La Chine interdira de fumer en public dans tout le pays d’ici la fin de 2017

La Chine interdira de fumer en public dans tout le pays d’ici la fin de 2017

Au cas où vous vous demanderiez quelle est la prochaine liste d’interdiction du gouvernement, la réponse est le tabac – du moins en Chine, où les autorités poussent énergiquement à interdire de fumer dans la plupart des lieux publics d’ici fin 2017 capillaire. Si certains organismes de réglementation Environ 316 millions de fumeurs en Chine ne seront plus autorisés à s’illuminer autour des stades de sport, des hôpitaux et des sites touristiques, et ils seront interdits de fumer n’importe où à l’intérieur, là où d’autres personnes sont présentes.
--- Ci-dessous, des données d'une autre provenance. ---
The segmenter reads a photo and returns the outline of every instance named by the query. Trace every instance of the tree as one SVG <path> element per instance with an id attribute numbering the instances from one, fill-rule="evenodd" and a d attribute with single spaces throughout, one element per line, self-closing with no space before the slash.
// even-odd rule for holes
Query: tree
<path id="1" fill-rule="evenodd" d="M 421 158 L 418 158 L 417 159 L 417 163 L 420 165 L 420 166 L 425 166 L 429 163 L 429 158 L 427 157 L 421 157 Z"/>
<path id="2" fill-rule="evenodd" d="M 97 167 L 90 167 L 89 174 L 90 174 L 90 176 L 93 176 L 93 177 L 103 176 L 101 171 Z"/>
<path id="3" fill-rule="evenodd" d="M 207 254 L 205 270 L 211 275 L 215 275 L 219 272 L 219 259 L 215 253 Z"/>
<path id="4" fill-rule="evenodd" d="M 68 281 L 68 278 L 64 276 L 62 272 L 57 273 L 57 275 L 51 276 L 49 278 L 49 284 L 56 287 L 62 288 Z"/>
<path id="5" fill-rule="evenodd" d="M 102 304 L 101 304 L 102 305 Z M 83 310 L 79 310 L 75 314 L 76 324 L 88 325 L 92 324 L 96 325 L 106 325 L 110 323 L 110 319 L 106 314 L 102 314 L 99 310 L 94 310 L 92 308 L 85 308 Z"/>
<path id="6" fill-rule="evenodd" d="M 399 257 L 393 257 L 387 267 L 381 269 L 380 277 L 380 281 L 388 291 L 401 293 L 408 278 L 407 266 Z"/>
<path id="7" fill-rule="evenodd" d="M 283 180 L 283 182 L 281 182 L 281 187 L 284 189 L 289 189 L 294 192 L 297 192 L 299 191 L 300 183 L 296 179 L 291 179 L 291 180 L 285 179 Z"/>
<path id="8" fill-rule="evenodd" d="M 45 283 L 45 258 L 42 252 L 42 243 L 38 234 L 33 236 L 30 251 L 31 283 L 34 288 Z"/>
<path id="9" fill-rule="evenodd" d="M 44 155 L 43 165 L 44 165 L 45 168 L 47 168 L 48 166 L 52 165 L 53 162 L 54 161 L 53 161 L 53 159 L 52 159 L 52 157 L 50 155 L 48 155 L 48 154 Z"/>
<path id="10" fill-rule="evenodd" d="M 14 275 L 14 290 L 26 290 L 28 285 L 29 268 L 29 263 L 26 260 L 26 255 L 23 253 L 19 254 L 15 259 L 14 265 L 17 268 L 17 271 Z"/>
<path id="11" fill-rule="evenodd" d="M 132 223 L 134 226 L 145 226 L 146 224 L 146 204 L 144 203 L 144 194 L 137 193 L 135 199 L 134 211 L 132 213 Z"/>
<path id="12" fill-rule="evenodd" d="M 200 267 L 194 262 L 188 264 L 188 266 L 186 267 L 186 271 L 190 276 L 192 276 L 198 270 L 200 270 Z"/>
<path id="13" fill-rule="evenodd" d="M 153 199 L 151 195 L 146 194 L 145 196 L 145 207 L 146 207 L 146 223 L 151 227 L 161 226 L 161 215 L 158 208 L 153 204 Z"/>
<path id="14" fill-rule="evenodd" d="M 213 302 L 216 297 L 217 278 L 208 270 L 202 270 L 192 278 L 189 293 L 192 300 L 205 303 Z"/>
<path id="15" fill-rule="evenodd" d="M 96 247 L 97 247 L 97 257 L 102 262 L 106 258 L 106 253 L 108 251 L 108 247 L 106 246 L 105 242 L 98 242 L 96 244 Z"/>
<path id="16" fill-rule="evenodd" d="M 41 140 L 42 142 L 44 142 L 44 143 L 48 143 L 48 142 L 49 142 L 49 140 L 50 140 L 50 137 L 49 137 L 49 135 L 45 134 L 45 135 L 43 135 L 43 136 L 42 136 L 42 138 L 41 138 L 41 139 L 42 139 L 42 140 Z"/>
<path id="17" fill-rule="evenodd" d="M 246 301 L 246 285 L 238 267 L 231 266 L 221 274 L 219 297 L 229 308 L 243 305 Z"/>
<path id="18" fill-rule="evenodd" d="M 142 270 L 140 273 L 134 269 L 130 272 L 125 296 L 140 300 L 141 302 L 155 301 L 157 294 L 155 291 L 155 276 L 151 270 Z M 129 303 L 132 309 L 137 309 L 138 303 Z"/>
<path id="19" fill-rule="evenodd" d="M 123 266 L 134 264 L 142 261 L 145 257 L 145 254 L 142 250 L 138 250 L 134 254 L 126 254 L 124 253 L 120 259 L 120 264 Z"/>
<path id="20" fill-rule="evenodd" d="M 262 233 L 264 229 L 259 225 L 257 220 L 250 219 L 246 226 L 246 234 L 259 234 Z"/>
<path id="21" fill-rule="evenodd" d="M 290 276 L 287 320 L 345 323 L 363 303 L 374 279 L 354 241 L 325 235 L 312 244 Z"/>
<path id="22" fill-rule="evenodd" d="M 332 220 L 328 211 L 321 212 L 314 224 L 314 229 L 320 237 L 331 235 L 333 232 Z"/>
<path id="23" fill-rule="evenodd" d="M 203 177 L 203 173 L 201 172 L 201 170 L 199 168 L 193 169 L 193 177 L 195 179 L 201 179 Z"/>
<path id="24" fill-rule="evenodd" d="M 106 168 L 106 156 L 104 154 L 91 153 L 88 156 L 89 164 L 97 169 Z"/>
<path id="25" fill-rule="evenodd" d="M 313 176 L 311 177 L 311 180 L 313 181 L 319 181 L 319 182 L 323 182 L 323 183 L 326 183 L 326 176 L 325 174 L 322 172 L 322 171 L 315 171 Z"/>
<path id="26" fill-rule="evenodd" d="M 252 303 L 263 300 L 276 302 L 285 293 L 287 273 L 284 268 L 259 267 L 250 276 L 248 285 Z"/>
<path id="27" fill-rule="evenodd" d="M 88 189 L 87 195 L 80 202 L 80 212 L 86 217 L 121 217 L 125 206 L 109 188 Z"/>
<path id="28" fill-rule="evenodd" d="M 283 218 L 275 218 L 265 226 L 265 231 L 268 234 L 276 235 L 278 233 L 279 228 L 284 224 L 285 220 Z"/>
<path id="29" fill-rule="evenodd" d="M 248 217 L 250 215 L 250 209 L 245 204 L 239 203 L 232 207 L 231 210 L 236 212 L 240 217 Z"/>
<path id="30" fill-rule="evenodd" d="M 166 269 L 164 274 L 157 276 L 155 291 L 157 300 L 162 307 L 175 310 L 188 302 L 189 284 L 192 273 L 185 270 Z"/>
La Commission nationale de la santé et de la planification familiale de la Chine, en collaboration avec un haut fonctionnaire de la santé du gouvernement, a proposé l’idée de supprimer définitivement l’usage du tabac en Chine, un lieu public à la fois. Lors de la récente conférence mondiale sur la promotion de la santé à Shanghai, le chef de la publicité de la commission, Mao Qun’an, a annoncé le programme avec une clarté succincte en déclarant que «fumer nuit à la santé est devenu un consensus mondial».

En d’autres termes, puisque la plupart des organismes gouvernementaux du monde entier sont maintenant d’accord que fumer des cigarettes n’est pas bon pour les poumons et pourrait causer le cancer, l’étape suivante consiste à interdire l’utilisation du tabac en éliminant progressivement l’accès au tabac. des taxes lourdes et des réglementations excessives, mais aussi toutes les possibilités d’utilisation, y compris dans l’air extérieur.

Selon les rapports, un projet de loi rendrait illégal le fait de fumer dans tous les lieux publics intérieurs, y compris dans les véhicules de transport en commun et même sur les lieux de travail. Les zones extérieures où le tabagisme sera interdit incluent autour des hôpitaux, des écoles primaires et des jardins d’enfants, près des sites touristiques, et à proximité des stades de sport. Toute personne qui contrevient aux dispositions sera passible d’une amende de 72 $, tandis que les entreprises en infraction encourent des amendes allant jusqu’à 4 320 $.

Le tabagisme est-il un droit humain fondamental?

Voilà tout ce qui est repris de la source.